Full-service restaurants, soda fountains, and diners usually prepare and mix the shake "by hand" from scoops of ice cream and milk in a blender or drink mixer using a stainless steel cup. Many fast food outlets do not make shakes by hand with ice cream. Instead, they make shakes in automatic milkshake machines which freeze and serve a premade milkshake mixture consisting of milk, a sweetened flavoring agent, and a thickening agent. However, some fast food outlets still follow the traditional method, and some serve milkshakes which are prepared by blending soft-serve ice cream with flavoring or syrups.

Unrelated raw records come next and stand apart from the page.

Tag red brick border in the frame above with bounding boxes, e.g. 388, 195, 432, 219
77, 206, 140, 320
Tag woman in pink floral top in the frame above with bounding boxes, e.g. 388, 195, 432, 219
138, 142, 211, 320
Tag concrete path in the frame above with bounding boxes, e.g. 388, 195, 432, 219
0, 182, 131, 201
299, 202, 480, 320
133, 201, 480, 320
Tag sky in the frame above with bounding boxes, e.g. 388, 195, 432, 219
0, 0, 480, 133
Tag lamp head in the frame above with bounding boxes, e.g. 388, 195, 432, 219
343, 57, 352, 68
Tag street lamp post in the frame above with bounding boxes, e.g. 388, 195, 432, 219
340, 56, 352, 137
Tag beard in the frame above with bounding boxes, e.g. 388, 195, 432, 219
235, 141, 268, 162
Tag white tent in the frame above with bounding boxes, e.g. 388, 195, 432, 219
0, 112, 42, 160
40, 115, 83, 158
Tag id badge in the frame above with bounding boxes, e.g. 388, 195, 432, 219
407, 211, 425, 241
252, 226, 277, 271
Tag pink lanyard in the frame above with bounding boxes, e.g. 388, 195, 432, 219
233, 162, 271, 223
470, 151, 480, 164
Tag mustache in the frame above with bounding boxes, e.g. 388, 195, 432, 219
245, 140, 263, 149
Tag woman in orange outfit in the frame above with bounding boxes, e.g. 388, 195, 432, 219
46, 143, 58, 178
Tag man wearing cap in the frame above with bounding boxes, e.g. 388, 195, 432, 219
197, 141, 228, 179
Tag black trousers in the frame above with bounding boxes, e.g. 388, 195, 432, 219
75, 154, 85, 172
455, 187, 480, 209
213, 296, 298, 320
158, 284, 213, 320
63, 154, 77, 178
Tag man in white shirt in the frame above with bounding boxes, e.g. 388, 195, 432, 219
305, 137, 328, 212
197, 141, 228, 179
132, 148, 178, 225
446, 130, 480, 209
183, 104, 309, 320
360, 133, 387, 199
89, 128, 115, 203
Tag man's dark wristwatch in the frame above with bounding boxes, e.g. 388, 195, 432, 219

A milkshake can also be made by adding powder into fresh milk and stirring the powder into the milk. Milkshakes made in this way can come in a variety of flavors, including chocolate, caramel, strawberry, and banana.
Types
Hand-blended
Hand-blended milkshakes are traditionally made from any flavor of ice cream; additional flavorings, such as chocolate syrup and/or malt syrup or malt powder, can be added prior to mixing. This allows a greater variety than is available in machine-made shakes. Some unusual milkshake recipes exclude ice cream.

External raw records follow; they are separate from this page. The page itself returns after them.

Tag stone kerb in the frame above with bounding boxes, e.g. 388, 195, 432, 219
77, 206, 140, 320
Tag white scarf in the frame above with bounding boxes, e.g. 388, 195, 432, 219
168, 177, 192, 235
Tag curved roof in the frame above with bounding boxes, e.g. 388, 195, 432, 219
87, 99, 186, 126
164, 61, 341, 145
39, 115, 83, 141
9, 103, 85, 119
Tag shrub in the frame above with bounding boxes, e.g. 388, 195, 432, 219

Milkshake-like recipes which use a high proportion of fruit and no ice cream are usually called smoothies. When malted milk is added, a milkshake is called a malted milkshake, a malt shake, a malted, or simply a malt. An ice cream-based milkshake may be called a thick milkshake or thick shake in the United Kingdom or a frappe in parts of New England and Canada. In Rhode Island and Southeastern Massachusetts, coffee syrup or coffee-flavored ice cream is used to make the local "coffee frappe" shake. Milkshakes with added fruit called batido are popular in Latin America and in Miami's Cuban expatriate community. In Nicaragua, milkshakes are called leche malteada.

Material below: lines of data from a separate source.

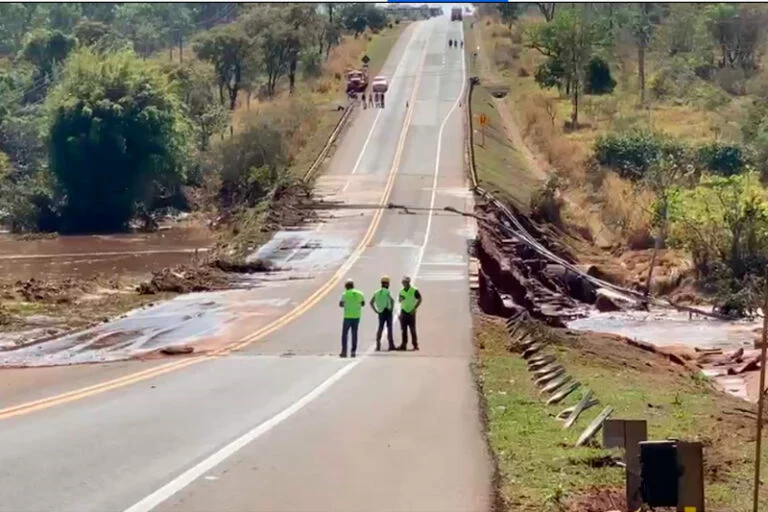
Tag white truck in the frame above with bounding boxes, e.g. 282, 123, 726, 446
371, 76, 389, 108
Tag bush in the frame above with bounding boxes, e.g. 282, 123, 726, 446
531, 175, 564, 225
696, 142, 748, 176
47, 48, 192, 231
594, 130, 688, 180
301, 52, 323, 78
584, 57, 616, 94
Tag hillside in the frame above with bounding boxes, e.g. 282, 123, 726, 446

Some U.S. restaurants serve milkshakes with crumbled cookies, candy bar pieces, or alcoholic beverages. The grasshopper milkshake, for example, includes crumbled chocolate cookies, creme de menthe liqueur, and chocolate mint ice cream.
Milkshake machines
Restaurants with the highest volume of traffic, such as McDonald's, often opt to use premade milkshake mixtures that are prepared in automatic milkshake machines. These machines are metallic cylinders with beaters that use refrigeration coils to freeze premade milkshake mixtures into a drinkable texture. The number of different flavors that restaurants with automatic milkshake machines can serve is limited by the number of different tanks in their milkshake machines, so such fast food restaurants usually offer fewer flavors of milkshakes.
The smallest automatic milkshake machines are counter-mounted appliances that can make a single milkshake flavor using a stainless steel tank. Large restaurants that wish to offer multiple flavors can either use floor-mounted multi-flavor machines with multiple 5 liter stainless steel barrels or use carbon dioxide-based machines that mix the flavors during dispensing. Some fast food restaurants use "thick milkshake" machines, which are single flavor machines with a stainless steel tank.
Soft serve mixed with syrup
Some fast food restaurants such as Dairy Queen serve milkshakes which are prepared by blending soft-serve ice cream with sweetened, flavored syrups such as chocolate syrup and fruit-flavored syrup.